Fonte:Jornal de Angola
As enormes dificuldades financeiras não impediram Dissoxi dya Ngumba de se entregar à arte teatral, que ele quer ver influenciar positivamente a juventude
© Fotografia por: DR
Martins António Mutambo, artisticamente conhecido por Dissoxi dya Ngumba, nasceu no dia 29 de Novembro de 1995, no Cuanza-Norte. É filho de António Mutambo Ngunzo e de Adelina Augusto Lucas, ambos naturais do bairro Longa, município de Ambaca.
"Sou o primogénito de seis irmãos, a minha vida tem sido carregada de vários desafios, de momentos altos e baixos. Ainda na infância, com o objectivo de procurar melhores condições de vida, acompanhei os meus pais a Luanda”, começa por dizer.
Em Luanda, no período 2011/2014, fez o ensino médio, na escola Ngola Kiluanje, no curso de Ciências Económicas e Jurídicas. "Não foi fácil, pois, ao longo do meu percurso, me deparei com dificuldades no pagamento de propinas, compra de material escolar e para conseguir valores para o transporte para a escola. Não era raro ter de percorrer longas distâncias a pé, para poder chegar à escola e regressar a casa, pois não dispunha sequer de um simples kwanza”.
Com fome, mas sempre com o apoio dos pais e irmãos, dedicou-se aos estudos, mas teve de parar no ensino médio, sem poder continuar, como sempre sonhou, por falta de recursos financeiros.
"Foi em Luanda onde a minha história a nível da arte começou, primeiro na música, em 2008, por influência do meu amigo músico e compositor Marcos Zage Kissanga, que me levou pela primeira vez a um estúdio de gravação de música, onde gravámos o primeiro trabalho. Ele ficou somente pela composição e eu continuei com um outro amigo, com quem trilhei alguns palcos no Catinton”.
Em função do estilo musical que fazia, não tinha aceitação da família, "pois viam o Kuduro como estilo para marginais e incentivavam-me a deixar, para abraçar somente os estudos”.
Foi por influência de Marcos Zage Kissanga, um amigo-irmão, que ganhou a paixão pela arte da representação, pois ele "já fazia teatro e bem”.
"Não foi fácil aceitar o seu convite para participar no grupo a que pertencia. Levou algum tempo por puro temor e insegurança, mas ele insistiu muito, nunca desistiu de mim, com força e dedicação um dia levou-me ao grupo teatral "Os Meninos de Ouro”, onde conheci pessoas que considero hoje como meus pilares. Conheci o meu primeiro encenador, Leal Mundunde, que me deu muita força e sempre caminhamos juntos. Se até hoje sou actor é graças a ele, meu mestre”.

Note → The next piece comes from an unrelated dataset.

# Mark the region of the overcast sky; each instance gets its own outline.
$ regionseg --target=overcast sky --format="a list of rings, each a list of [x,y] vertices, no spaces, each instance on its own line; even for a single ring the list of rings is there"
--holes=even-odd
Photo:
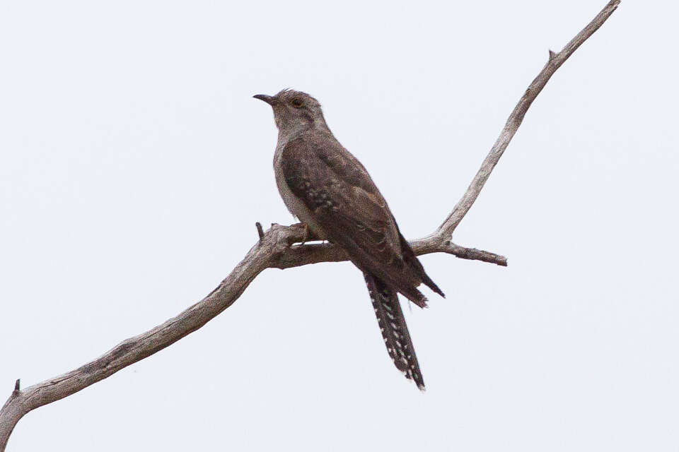
[[[202,298],[255,221],[294,221],[253,95],[316,97],[422,237],[605,3],[2,1],[0,404]],[[422,258],[448,295],[404,304],[426,393],[352,265],[268,270],[8,451],[676,451],[678,13],[624,0],[538,96],[454,234],[509,267]]]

Com o passar do tempo, fruto da sua persistência, foram-lhe confiadas várias tarefas, que desempenhou com zelo e dedicação, como roupeiro, tesoureiro e actualmente encenador.
O jovem conta que um dos momentos mais altos da sua carreira como actor aconteceu no dia 17 de Setembro de 2011, quando actuaram na Cozinha Comunitária do Catinton e depois esteve na inauguração da Quitanda da Tourada, no Cassequel, onde ganhou o primeiro caché e foi a correr comprar duas camisas.
"Um dos personagens mais difíceis que já interpretei foi o papel de "mulheres”, mas com o passar do tempo consegui superar”.
Como actor, os personagens de "avô e de marginal” foram os que mais gostava de interpretar e o público aplaudia, sublinha o jovem, que continua a recordar. "No grupo Teatral "Os Meninos de Ouro” enfrentamos várias dificuldades, como a falta de espaço para os ensaios e realização de espectáculos e fraca valorização desta arte no bairro em que vivemos”.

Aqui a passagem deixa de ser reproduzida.